Who wants to feel grief? It asks something of us…
Grief isn’t just sadness.
It contains a whole world of emotions, in so many different flavours. Sadness is one - and rage, anger, frustration, ‘it’s not fair!’ and railing against what we can’t change. Numbness and shut down, depression and dissociation. Sometimes guilt. Helplessness, hopelessness. Sometimes grief is a howling whirlwind, sometimes it’s a soft and tender melancholy. Grief is raw, and real, and very human.
And many of us (most of us?) are afraid of it.
Which makes sense - we don’t do grief very well. We don’t do most big emotional states very well. We’re not very good at feeling how we feel, at giving time and space to things, at moving at the slower pace of our feeling animal bodies instead of striving to move at the pace of our quick thinking minds.
Who wants to feel grief?
Grief asks something of us.
It asks us to slow down. It asks us to put aside everything but what’s immediate. It asks us to gather together - even though our grief is a path only we can walk, we’re not made to walk it alone. Grief asks us to be raw, and real, and honest.
It asks us to feel. To take the time, in our animal bodies, outside of our thinking minds, to feel.
One of my teachers tells a beautiful story of a woman he met who was filled with joy - he commented in her joyful radiance, and her response was that she felt so much joy because she cried a lot.

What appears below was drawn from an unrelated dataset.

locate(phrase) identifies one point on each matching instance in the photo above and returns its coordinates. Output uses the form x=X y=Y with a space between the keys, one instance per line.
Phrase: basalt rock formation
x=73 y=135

It’s a story I think about a lot. What if we kept up to date with grief? If we didn’t bottle it up, but had space in our lives to feel it regularly? If we had community and ritual to help us hold it? If we knew how to create a solid ground under ourselves to rest on as we felt our way through life?
What might happen then?
These questions are some of what inspired the gathering together of a group to explore what it might be like to tend to our losses, to gather in community, to put aside our thinking minds for a time and feel - to create a solid ground for grief, and to see what happens next.
An experiment in supporting our feeling, animal bodies, an experiment in what it means to be human.